By Shritama Bose, Malini Bhupta & Ankur Mishra

Yes Bank on Friday faced corporate governance-related charges from independent director and head – audit committee Uttam Prakash Agarwal and responded saying it was reviewing Agarwal’s ‘fit and proper’ status following a directive from Reserve Bank of India (RBI). The bank said it had obtained legal opinions from eminent jurists which were to be considered by the Nomination and Remuneration Committee of the Board and the bank’s board on Friday. “However, prior to the commencement of the proceedings of these meetings, the Bank received the resignation of Mr Agarwal. The NRC and the Board have taken on record Mr Agarwal’s resignation,” Yes Bank said in a statement.

In a letter to the Securities and Exchange Board of India (Sebi) and marked to the RBI, ministry of corporate affairs and exchanges, Agarwal has cited compliance failures and pressed multiple charges of mismanagement in capital-raising exercises by Yes Bank CEO Ravneet Gill.

Yes Bank has been making efforts to raise capital and informed the exchanges on Friday it had decided to drop $1.2 billion investment offer of Erwin Singh Braich, backed by the Hong Kong-based SPGP Holdings.
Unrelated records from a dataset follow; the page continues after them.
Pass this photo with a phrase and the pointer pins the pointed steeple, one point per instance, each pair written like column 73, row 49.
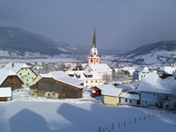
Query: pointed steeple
column 94, row 45
column 94, row 57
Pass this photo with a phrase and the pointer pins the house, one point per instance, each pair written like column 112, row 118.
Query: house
column 57, row 85
column 128, row 70
column 130, row 98
column 104, row 71
column 117, row 83
column 140, row 73
column 111, row 96
column 101, row 88
column 94, row 56
column 5, row 94
column 23, row 71
column 8, row 78
column 157, row 92
column 74, row 67
column 89, row 79
column 126, row 87
column 167, row 71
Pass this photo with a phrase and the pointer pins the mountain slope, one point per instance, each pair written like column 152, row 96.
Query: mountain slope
column 18, row 41
column 160, row 52
column 149, row 48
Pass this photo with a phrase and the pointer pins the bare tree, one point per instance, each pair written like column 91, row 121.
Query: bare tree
column 106, row 78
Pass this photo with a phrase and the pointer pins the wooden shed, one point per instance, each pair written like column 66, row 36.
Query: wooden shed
column 9, row 79
column 5, row 94
column 111, row 96
column 57, row 85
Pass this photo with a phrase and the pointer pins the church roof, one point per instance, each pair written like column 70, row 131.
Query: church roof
column 94, row 45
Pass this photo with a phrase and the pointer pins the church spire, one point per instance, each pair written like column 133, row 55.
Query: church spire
column 94, row 45
column 94, row 57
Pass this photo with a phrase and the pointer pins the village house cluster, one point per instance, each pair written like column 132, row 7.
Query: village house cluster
column 144, row 85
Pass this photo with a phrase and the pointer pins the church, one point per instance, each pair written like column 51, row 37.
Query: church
column 104, row 71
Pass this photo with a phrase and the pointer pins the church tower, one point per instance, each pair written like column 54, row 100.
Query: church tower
column 94, row 57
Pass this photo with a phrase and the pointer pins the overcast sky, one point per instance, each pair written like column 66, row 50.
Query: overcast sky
column 120, row 24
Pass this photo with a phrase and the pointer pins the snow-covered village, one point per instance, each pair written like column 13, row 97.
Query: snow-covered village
column 54, row 86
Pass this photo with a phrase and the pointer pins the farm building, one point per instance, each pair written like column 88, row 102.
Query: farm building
column 111, row 96
column 23, row 71
column 89, row 79
column 130, row 98
column 5, row 94
column 57, row 85
column 9, row 79
column 140, row 73
column 104, row 71
column 158, row 92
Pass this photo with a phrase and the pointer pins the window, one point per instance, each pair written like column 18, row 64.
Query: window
column 130, row 101
column 156, row 104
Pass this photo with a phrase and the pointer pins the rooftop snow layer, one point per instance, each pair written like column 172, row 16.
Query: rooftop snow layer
column 5, row 92
column 63, row 77
column 100, row 68
column 152, row 83
column 16, row 66
column 4, row 74
column 130, row 96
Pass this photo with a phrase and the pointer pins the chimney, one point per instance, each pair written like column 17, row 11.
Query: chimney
column 12, row 65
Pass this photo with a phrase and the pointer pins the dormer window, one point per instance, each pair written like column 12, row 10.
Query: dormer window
column 71, row 75
column 88, row 75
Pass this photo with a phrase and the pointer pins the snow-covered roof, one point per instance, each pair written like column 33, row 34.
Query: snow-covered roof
column 88, row 73
column 83, row 65
column 141, row 68
column 129, row 69
column 168, row 69
column 83, row 73
column 126, row 87
column 117, row 82
column 16, row 66
column 5, row 92
column 104, row 87
column 115, row 92
column 62, row 77
column 129, row 96
column 100, row 67
column 152, row 83
column 4, row 74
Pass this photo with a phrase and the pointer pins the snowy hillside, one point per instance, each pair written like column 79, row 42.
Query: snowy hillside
column 26, row 114
column 161, row 52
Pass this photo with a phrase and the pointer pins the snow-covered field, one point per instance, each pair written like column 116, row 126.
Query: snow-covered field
column 32, row 114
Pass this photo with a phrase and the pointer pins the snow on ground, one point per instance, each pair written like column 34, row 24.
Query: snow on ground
column 33, row 114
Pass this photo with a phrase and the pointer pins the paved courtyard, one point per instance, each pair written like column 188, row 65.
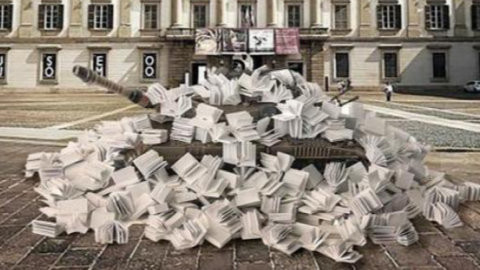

The bank said the bid by Citax Holdings and Citax Investment Group was still under consideration and would be taken up at its next board meeting.

On November 24, 2019, Mint newspaper reported the RBI had asked Yes Bank to re-examine the fit and proper status of the lender’s audit committee chairman Agarwal after it was found that he had failed to disclose details of criminal cases filed against him, according to people familiar with the matter.

Agarwal has sought a forensic audit into the lender’s fund-raising exercise as well as its communication to authorities. In the letter to Sebi, seen by FE, Agarwal has said Gill was unable to present before the board binding term sheets from most of the nine investors whose names were “verbally” shared with the board. “On our persistence, CEO/MD tabled a copy of the term-sheets received from one from CITAX and second jointly from SGPG Holding (HK) Ltd. and Mr Erwin Singh Braich which were incomplete and did not include firm commitment as to the price, size, timings, confirmation from the banks about availability of the funds etc,” Agarwal wrote in the letter. He further accused the bank of sending to the stock exchanges and regulators, communication that was at variance with that presented before the board. National Stock Exchange (NSE), Agarwal claimed, had issued several letters to Yes Bank seeking details of the “global investor” who had offered to invest $1.2 billion, as per the CEO’s submission before the board on October 31.

An empowered committee of the bank met on January 7 and reviewed presentations made by three independent experts on the subject of the bank’s fund-raising. Yes Bank’s shares ended 5.29% lower than the previous day’s close at Rs 44.80 on the BSE on Friday.